Пришел из кабинета Николай Иванович, сказал, потирая руки:
— Что ж, Ибрай, завтра и представим все Василию Васильевичу. Одна только загвоздка — учители. Жалованье меньше дворницкого. Придется на первой поре из отставных унтеров-татар находить.
— Я пойду в учители, — сказал он.
Все с удивлением посмотрели на него. Лишь Дарья Михайловна будто сразу поняла, о чем он говорит. А он и сам не знал, как это получилось у него. Все эти месяцы думал он о своем, и внутри все уже было решено, но сегодня впервые выговорил он это вслух и сам удивился. Да, конечно, у него один только путь. Оглядев этих ставших близкими ему людей серьезным взглядом, принялся он говорить о самом главном своем, об узунских кипчаках…

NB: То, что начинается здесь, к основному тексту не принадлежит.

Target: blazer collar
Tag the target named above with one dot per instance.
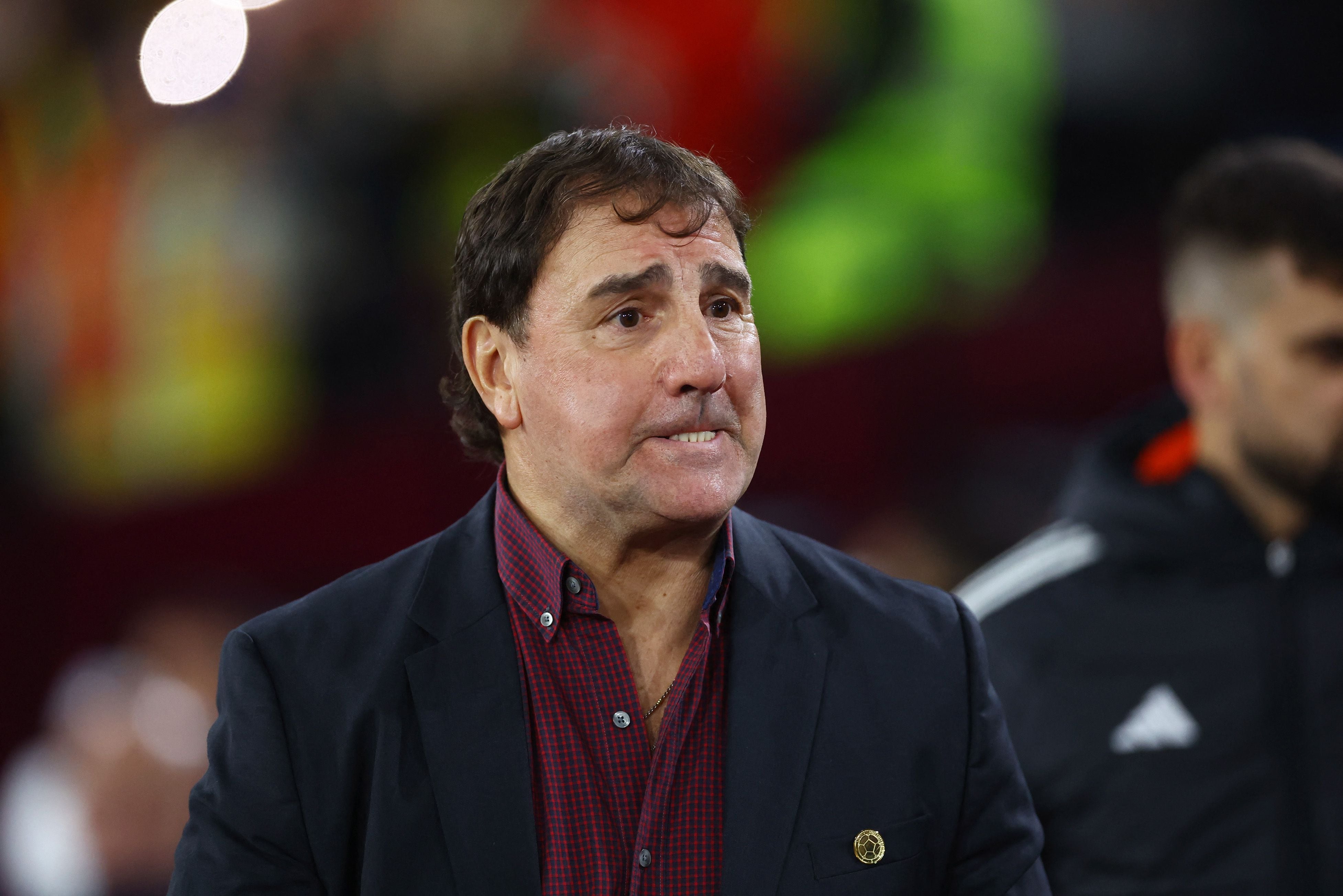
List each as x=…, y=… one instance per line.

Вставала степь без конца и края, а посреди нее в узком кругу жили люди, частью которых состоял он сам. Многое умели они: объезжать диких лошадей, строить самые легкие на земле жилища, ткать шерсть, ковать железо, петь высокие песни. И по краям степи стоят крытые слепящей глазурью каменные строения, всем видом своим похожие на их нынешние жилища, потому что были тоже их частью. Но вот уже из века в век движутся они в одном кругу, не находя для себя выхода. От этого однообразного кружения искривляются их отношения между собой, закостеневают мышцы и перестает хватать дыхания…
Он говорил это другими словами, рассказывал о долгих зимних ночах на кыстау, о белых рассветах, в которых несутся мимо друг друга безмолвные группы всадников, о могиле безвестного человека Нурмана Каирбаева, погибшего по неосторожности, о бие Балгоже, о дяде Хасене и дяде Кулубае, о некоем джигите, сидящем в Троицком остроге, о всех них, живущих зимой на Тоболе и уходящих летом к Золотому озеру. И про Человека с саблей, который приходит к нему ночами, рассказал он.

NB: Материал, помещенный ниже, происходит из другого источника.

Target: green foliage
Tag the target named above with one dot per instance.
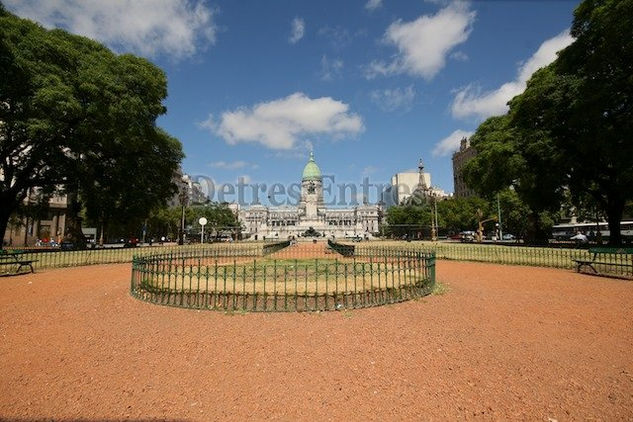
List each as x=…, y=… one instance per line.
x=567, y=137
x=166, y=221
x=407, y=219
x=460, y=214
x=582, y=104
x=76, y=115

Как же может он оставить их на произвол судьбы? Кем сам тогда он сделается, отторгнутый от своих корней? Ничего ему не остается, как идти в учителя.
Она не отводила от него глаз, и ему легко было говорить. Он не ошибся в своем доверии. И твердо знал, что ту же ступень человеческого участия встретит у самых разных из этих людей: у господина Дынькова, у учителя Алатырцева и приходящих к нему офицеров, даже у генерала Василия Васильевича, обвиненного в тайном журнале за разгром аулов батыра Исета Кутебарова. В них это было — природное русское чувство.
Существовали, правда, Евграф Степанович Красовский, мясник Тимофей Ильич, пристав Покотилов. Но они для него были исключены из этого единства, как исключались им при оценке мира узунских кипчаков злобность дяди Хасена или хитрости дяди Кулубая. Здесь ничего не прощалось. Была книга в темнозеленом переплете, которая все выводила из замкнутого круга. Даже сделанное по службе Генералом Василием Васильевичем тут же получало оценку. Сюда можно было идти без колебаний…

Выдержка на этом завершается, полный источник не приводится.